OLD
 POST OFFICE COTTAGE

Old Post Office Cottage, Low Road

The site of Old Post Office Cottage originally formed part of Nethergate Green, an area of common land which stretched along Low Road from the Flordon turn to Saxlingham Lane and down to the river. The map attached to the Enclosure Award of 1818 indicates that the site was part of an orchard, which was divided up between 7 owners. Two strips represent the site of The Firs, with five strips facing onto Flordon Road, one of which was awarded to William Wright, by right of his father who owned Thatched Cottage. William then acquired the adjoining strip and built Waterloo Cottage for himself and Mill View which he let. It is not clear whether he also bought two of the other strips on which to build Old Post Office Cottage or whether he bought the property after it had been built, presumably by either Henry Buck or Simon Rayson to whom the strips had originally been awarded, but in any event, by the time of the Tithe Apportionment Award in 1840 William Wright owned all the cottages on the corner of Low Road and Flordon Road.

Old Post Office Cottage was originally built as a pair of cottages, one of which was occupied by Charlotte Archer, a widow, who in the 1841 census is recorded as a shopkeeper. As most village properties in those days didn't have addresses, it can't be said for certain which of the two cottages was used as a shop but certainly by the end of the 19th century, the right hand cottage was the shop and post office, so logic might suggest that Charlotte Archer' shop had operated from that cottage as well.

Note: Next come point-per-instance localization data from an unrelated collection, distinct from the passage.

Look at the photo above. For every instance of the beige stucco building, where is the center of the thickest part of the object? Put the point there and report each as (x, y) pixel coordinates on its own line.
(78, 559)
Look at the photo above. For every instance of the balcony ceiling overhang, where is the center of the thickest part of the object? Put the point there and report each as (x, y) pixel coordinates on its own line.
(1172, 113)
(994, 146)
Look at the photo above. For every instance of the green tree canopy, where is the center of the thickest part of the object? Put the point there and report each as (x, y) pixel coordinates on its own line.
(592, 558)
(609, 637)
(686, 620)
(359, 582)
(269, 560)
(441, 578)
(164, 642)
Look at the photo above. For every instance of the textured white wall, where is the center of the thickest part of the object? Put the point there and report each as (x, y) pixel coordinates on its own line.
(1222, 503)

She was still there in 1851 but ten years later John Barnes is recorded as a grocer and draper so again, likely to have been from the same property. There is no record of a shopkeeper in the 1871 census but the occupant in 1881 was a fancy goods hawker or door to door salesman from Norwich called Joseph Kirby, but it was his brother George, who by 1991 had restarted the grocery business, and then in 1892 took over the role of postmaster from Mr and Mrs Dann who had lived in Wayside Cottage, the first post office in the village as recorded on the 1882 Ordnance Survey map. George Kirby was succeeded in 1904 by Herbert Ellis who ran the shop and post office for fifty years before retiring in 1954, aged 79, when the post office moved to Commerce House, but he and his wife continued living in the cottage.

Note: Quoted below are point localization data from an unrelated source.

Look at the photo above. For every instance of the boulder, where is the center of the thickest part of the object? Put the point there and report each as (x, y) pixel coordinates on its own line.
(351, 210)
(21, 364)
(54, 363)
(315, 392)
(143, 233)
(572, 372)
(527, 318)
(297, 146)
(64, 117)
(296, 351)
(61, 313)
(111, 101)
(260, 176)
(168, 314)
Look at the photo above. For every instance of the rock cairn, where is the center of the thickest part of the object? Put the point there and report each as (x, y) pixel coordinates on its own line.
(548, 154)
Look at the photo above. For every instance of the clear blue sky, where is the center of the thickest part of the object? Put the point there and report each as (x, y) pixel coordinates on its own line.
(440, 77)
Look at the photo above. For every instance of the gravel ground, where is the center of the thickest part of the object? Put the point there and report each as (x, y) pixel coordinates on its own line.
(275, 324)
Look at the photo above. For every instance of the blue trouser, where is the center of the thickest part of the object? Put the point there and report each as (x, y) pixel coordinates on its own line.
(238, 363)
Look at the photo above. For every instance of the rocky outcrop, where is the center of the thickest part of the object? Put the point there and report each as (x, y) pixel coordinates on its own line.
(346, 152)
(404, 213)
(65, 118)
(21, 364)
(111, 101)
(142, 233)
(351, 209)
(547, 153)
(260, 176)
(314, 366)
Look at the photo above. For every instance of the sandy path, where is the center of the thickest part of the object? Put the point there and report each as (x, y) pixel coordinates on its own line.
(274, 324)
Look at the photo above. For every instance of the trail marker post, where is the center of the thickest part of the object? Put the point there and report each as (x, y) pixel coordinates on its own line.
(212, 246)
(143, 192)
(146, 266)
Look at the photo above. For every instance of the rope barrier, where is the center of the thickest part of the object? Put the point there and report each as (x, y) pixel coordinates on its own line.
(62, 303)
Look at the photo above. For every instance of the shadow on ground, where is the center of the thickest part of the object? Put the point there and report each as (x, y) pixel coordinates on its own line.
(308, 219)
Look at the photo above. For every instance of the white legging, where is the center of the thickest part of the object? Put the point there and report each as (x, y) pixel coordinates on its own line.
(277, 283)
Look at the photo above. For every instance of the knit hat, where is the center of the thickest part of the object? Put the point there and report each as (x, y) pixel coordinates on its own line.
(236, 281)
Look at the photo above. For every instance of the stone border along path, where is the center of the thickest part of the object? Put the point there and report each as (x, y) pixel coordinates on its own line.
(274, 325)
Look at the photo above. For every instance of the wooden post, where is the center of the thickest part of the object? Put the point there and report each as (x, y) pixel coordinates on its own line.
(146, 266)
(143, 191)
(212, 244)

Photographs show that the shop was brick built and attached to the front of the building with a corrugated iron roofed veranda reaching out as far as the road. William Moore, who rented the shop as a shoe repairer after Mr Ellis' retirement, described the interior, in his memories of Tasburgh in the 1940s and'50s, as being wooden panelled with a polished mahogany counter and fittings. Unfortunately in 1958 when Mr Moore had gone to lunch, a piece of his equipment overheated, and the fire badly damaged the shop. Although insurance paid for its restoration, Mr Moore never reopened his shoe repair business, and the premises were let to a Mr Barnard who was a builder and used it for storage.

The left hand cottage had a number of occupants over the years including agricultural labours, a bricklayer, a miller's carter and a railway signalman. One of the last tenants, until 1961, was William Moore, it being his first home after he got married. The small building on Flordon Road, now linked to Old Post Office Cottage, was built as a separate dwelling and was shown as such on the map attached to the 1840 Tithe Apportionment Award. William Moore refers to it as one up, two down cottage, and although in his day used for storage, he mentioned an earlier occupant, a coalman by the name of Sayer as living there with five children, which seems difficult to believe by reference to today's standards. Certainly early occupants mentioned in census returns were all either single or couples.

After the original owner, William Wright died, his widow Rachel inherited his properties, and in the 1871 census she was described as living on income from houses. She died in 1873, and it seems probable that it was following her death that the cottages were all added to the Rainthorpe Estate, which already owned The Mill and all the land around down to the river. The cottages remained with Rainthorpe until after the death of Sir Charles Harvey, when the two post office cottages and the building behind were bought at auction in 1929 by Mr Ellis. After he and his wife died in the 1960s, the cottages were sold to form a single dwelling, and the shop was demolished, though it was not until much later that the link to the small cottage/storage building was constructed.